Конница была поставлена по приказу де Кроа самым нелепым образом, частью на узкой прогалине от конца укреплений Вейде до речного откоса, частью на самом берегу.
- Герцог словно нарочно нас в реку толкает! - сердито: заметил Борис Петрович окольничему князю Урусову, начальному своего штаба.
- Мерзавец! Поставил нас кучей перед откосом, тут швед одной батареей всех нас в воду сметет! - матерно выругался Урусов.
- Знаю, ведь по всем правилам европейской военной науки, да и по нашим воинским обычаям, кавалерию надобно держать в тылу, в резерве и бросать в бой для преследования неприятеля. Сказал я об этом горе-командующему, когда он приезжал вечор к нам. И что же? Зыркнул на меня гневно и отмахнулся: делай, мол, как приказано! И я ему перечить не моги! На то царская воля! - с какой-то обреченностью ответил Шереметев.
А вскоре произошло то, что мрачно предсказывал Урусов: справа загрохотали шведские пушки и затрещали ружейные выстрелы. Шведский генерал Веллинг повел свои батальоны в атаку на левое крыло русских. Крайняя к реке батарея шведов ударила картечью по столпившейся у реки дворянской коннице, не имевшей никакого прикрытия. Картечь вылетала из ледяной снежной крупы и наповал разила ополченцев. Неприятеля не было видно, а смерть легко находила свои жертвы в густой и неподвижной массе конников.
Борис Петрович выхватил палаш, крикнул: "В атаку марш, марш!" - хотел взять шведскую батарею в конном строю, но куда там! Прошли те времена, когда дворянская конница была цветом московского войска.

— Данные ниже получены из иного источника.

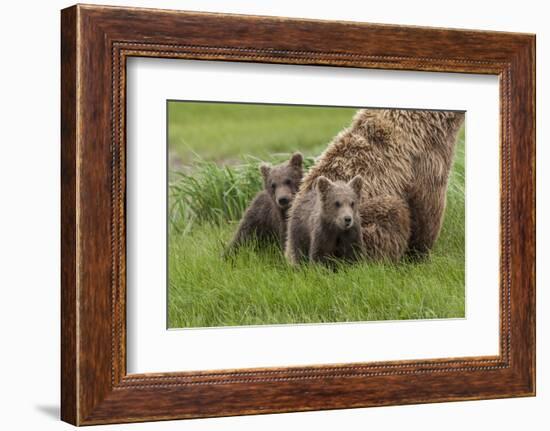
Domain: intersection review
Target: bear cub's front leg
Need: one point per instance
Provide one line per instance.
(325, 223)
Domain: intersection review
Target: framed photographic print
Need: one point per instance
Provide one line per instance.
(264, 215)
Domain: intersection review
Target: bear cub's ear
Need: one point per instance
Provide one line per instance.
(356, 184)
(296, 160)
(265, 169)
(323, 185)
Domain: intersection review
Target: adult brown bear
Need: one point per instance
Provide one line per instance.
(404, 158)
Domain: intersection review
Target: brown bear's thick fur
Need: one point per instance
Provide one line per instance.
(404, 158)
(265, 218)
(326, 224)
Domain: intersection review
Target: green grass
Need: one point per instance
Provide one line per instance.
(235, 129)
(254, 288)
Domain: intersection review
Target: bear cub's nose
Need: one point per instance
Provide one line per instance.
(283, 201)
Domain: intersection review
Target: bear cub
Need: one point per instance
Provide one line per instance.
(325, 223)
(266, 217)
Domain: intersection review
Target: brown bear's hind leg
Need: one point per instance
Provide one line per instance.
(385, 226)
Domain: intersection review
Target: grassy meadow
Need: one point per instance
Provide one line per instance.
(215, 150)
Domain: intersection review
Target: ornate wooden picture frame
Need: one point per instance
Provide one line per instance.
(96, 42)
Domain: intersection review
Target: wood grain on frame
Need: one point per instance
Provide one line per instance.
(95, 43)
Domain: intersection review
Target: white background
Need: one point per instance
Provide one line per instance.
(153, 349)
(29, 216)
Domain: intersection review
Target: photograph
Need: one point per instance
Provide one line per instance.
(297, 214)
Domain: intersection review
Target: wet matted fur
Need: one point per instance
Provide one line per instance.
(404, 158)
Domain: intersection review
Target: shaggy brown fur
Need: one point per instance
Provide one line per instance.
(326, 223)
(404, 157)
(265, 218)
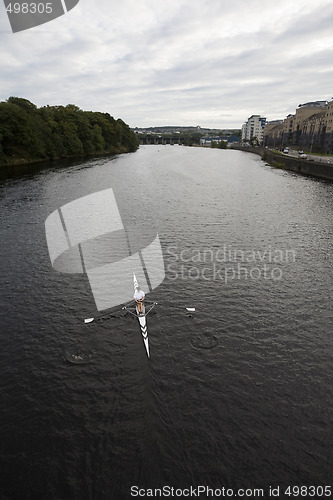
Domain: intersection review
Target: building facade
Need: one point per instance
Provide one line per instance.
(311, 128)
(254, 129)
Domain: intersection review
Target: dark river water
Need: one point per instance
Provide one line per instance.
(237, 395)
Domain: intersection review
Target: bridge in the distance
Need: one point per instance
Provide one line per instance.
(161, 139)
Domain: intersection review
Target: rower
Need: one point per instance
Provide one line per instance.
(139, 297)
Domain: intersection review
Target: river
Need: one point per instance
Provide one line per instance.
(238, 394)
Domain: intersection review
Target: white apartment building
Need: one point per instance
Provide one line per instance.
(254, 127)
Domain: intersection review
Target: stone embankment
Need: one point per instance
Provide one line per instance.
(288, 162)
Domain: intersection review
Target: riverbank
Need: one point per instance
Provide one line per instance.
(302, 166)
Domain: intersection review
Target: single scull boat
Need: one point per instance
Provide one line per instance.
(141, 317)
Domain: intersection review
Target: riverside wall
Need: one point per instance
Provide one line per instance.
(304, 167)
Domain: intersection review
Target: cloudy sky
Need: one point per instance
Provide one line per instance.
(168, 62)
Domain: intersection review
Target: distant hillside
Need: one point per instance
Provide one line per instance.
(28, 133)
(168, 129)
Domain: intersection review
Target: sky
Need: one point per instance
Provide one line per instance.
(168, 62)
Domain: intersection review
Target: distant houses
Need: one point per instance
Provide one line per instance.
(310, 128)
(253, 129)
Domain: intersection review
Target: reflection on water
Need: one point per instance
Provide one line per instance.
(250, 248)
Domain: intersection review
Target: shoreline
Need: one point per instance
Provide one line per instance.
(298, 165)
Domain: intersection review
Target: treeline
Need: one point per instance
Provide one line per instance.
(28, 133)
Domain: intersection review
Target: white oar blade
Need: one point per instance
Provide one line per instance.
(89, 320)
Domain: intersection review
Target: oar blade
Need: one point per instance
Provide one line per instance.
(89, 320)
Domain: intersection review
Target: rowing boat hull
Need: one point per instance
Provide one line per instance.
(142, 322)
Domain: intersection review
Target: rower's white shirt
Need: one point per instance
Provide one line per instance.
(139, 295)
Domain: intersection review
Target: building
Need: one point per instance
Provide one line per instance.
(328, 137)
(303, 112)
(273, 133)
(310, 128)
(254, 129)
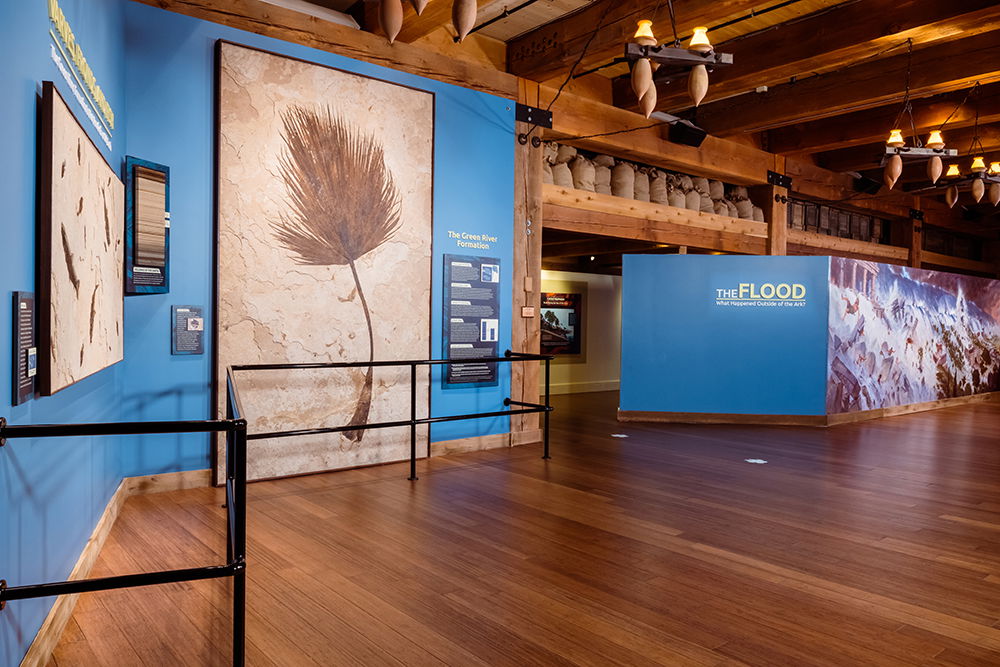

Поражаемая картечью, масса смела с пригорка и Шереметева, и его штаб. Страх заразил и части, стоявшие на самом берегу, и они первыми бросились на лошадях в ледяную Нарову. А с откоса сотни всадников валились вниз. Звериный лошадиный храп, вой и человеческие стоны заглушили даже пушечные выстрелы.
Под Борисом Петровичем был испытанный умный аргамак. Конь сам выбрал место для спуска, спрыгнул с утеса на песок и ноги, слава богу, не переломал. А Шереметев сидел в седле крепко. Рядом на своем сивом благополучно приземлился и старший сын боярина, Михаил. Борис Петрович пытался повернуть коня, хотел уйти берегом в лагерь дивизии Вейде, но куда там, масса лошадей так сдавила, что оставалось поневоле подчиниться и со всеми броситься в ледяную реку.
- Вот мы и приняли, Миша, ледяную купель! - крикнул Шереметев сыну, вместе с которым выбрался на восточный берег Наровы. - Что ж, на все воля Господня. Ты вот что, Миша, найди немедля горниста, пусть трубит сбор!
Скоро запел одинокий горн, и вокруг Бориса Петровича стали собираться самые стойкие воины.
Большинство же дворян, нахлестывая лошадей, мчались в беспорядке по псковской дороге, хотя ни один швед за ними не гнался.